Vorsichtig befreite er sich vom Fangeisen und schleuderte es wütend davon. Dann stemmte er sich an der Grubenwand in die Höhe, aber als er das verletzte Bein belastete, schoss ein glühendes Stechen durch den Schenkel. Rennen können würde er damit nicht; wahrscheinlich konnte er sich schon glücklich schätzen, wenn es ihm gelänge, seinem Gefängnis zu entkommen.

Die Sorge um die Menschen in Gutenauen aber verlieh ihm immense Kräfte.
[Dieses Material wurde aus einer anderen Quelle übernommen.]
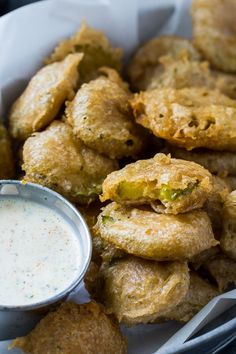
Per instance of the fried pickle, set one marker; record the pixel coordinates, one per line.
(181, 73)
(198, 260)
(43, 97)
(155, 236)
(222, 270)
(7, 169)
(214, 32)
(231, 182)
(171, 185)
(97, 51)
(189, 118)
(138, 291)
(221, 163)
(58, 160)
(215, 202)
(199, 294)
(228, 237)
(102, 251)
(101, 116)
(72, 328)
(145, 63)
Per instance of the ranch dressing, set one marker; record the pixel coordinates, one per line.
(39, 253)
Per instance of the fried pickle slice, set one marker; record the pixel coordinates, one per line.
(7, 169)
(101, 116)
(181, 73)
(231, 182)
(97, 51)
(102, 251)
(190, 118)
(171, 185)
(214, 32)
(221, 163)
(58, 160)
(222, 270)
(43, 97)
(215, 202)
(225, 83)
(160, 237)
(72, 328)
(228, 237)
(145, 63)
(138, 291)
(199, 294)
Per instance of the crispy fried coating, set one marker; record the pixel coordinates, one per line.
(190, 118)
(102, 251)
(221, 163)
(215, 202)
(97, 51)
(145, 63)
(214, 32)
(225, 83)
(58, 160)
(42, 99)
(228, 237)
(7, 169)
(199, 294)
(160, 237)
(72, 328)
(101, 116)
(138, 291)
(222, 270)
(181, 73)
(171, 185)
(231, 182)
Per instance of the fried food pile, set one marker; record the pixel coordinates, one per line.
(150, 164)
(72, 328)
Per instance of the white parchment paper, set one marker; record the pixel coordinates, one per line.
(27, 36)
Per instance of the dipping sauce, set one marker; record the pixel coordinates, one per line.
(40, 253)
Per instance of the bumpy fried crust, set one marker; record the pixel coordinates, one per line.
(190, 118)
(58, 160)
(217, 162)
(145, 62)
(155, 236)
(228, 237)
(222, 270)
(101, 117)
(231, 182)
(6, 156)
(214, 32)
(102, 251)
(215, 202)
(139, 291)
(199, 294)
(181, 73)
(43, 97)
(96, 48)
(176, 186)
(225, 83)
(72, 328)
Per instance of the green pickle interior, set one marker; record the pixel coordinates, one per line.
(135, 191)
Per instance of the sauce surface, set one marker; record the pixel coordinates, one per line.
(39, 253)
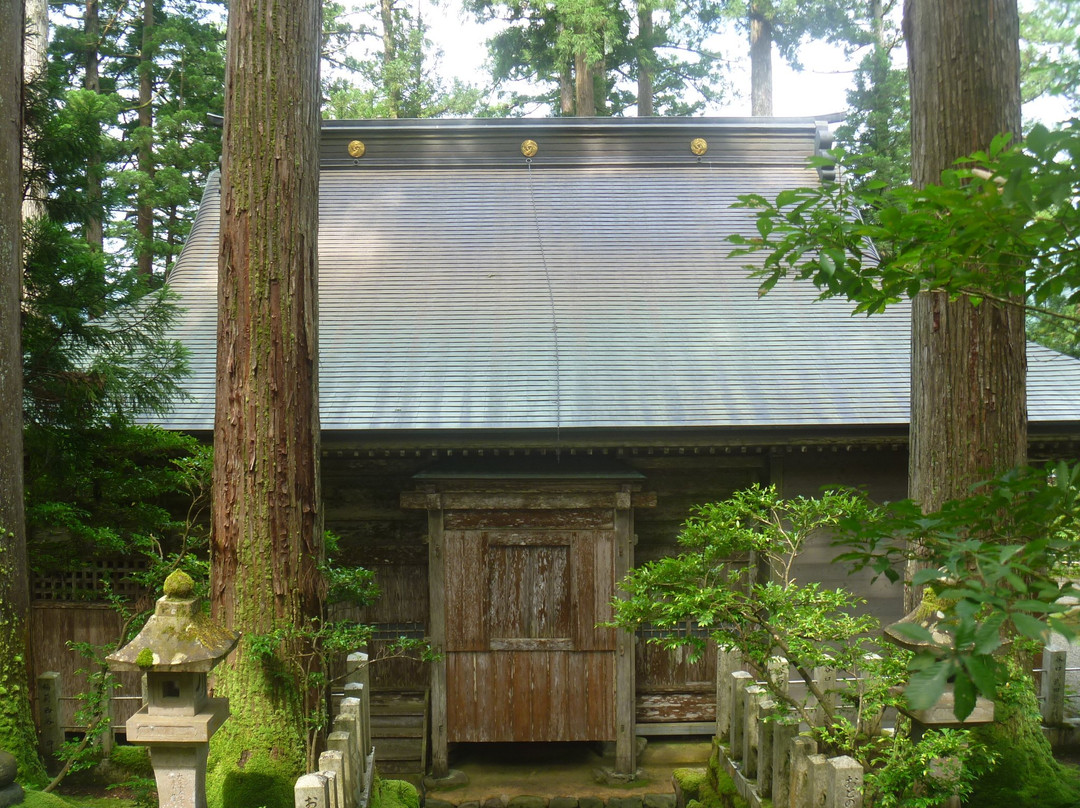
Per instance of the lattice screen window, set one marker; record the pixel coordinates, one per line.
(92, 582)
Zuerst warf er sein Gepäck hinaus, hing sich den Sack mit den Artefakten auf den Rücken und krallte sich in die Wurzeln, die aus dem Erdreich ragten. Keuchend zog er sich nach oben. Mit letzter Kraft schwang er sich über den Rand und fiel schwer atmend ins Laub.

In Zukunft werde ich besser auf den Untergrund achten, auf dem ich mich bewege, dachte er. Nach einer Weile kroch er zum Waldrand und wusste schon wegen der frischen Luft, die der Frühlingswind herbeitrug, dass die Horden fort waren. Das Ackerland war verlassen.

Eine große schwarze Rauchsäule, die am Horizont stand und die Form einer Gewitterwolke hatte, verriet sie. Tungdil rappelte sich auf, nahm den Rucksack an sich und marschierte los, Dreck und trockenes Laub aus den Haaren schüttelnd.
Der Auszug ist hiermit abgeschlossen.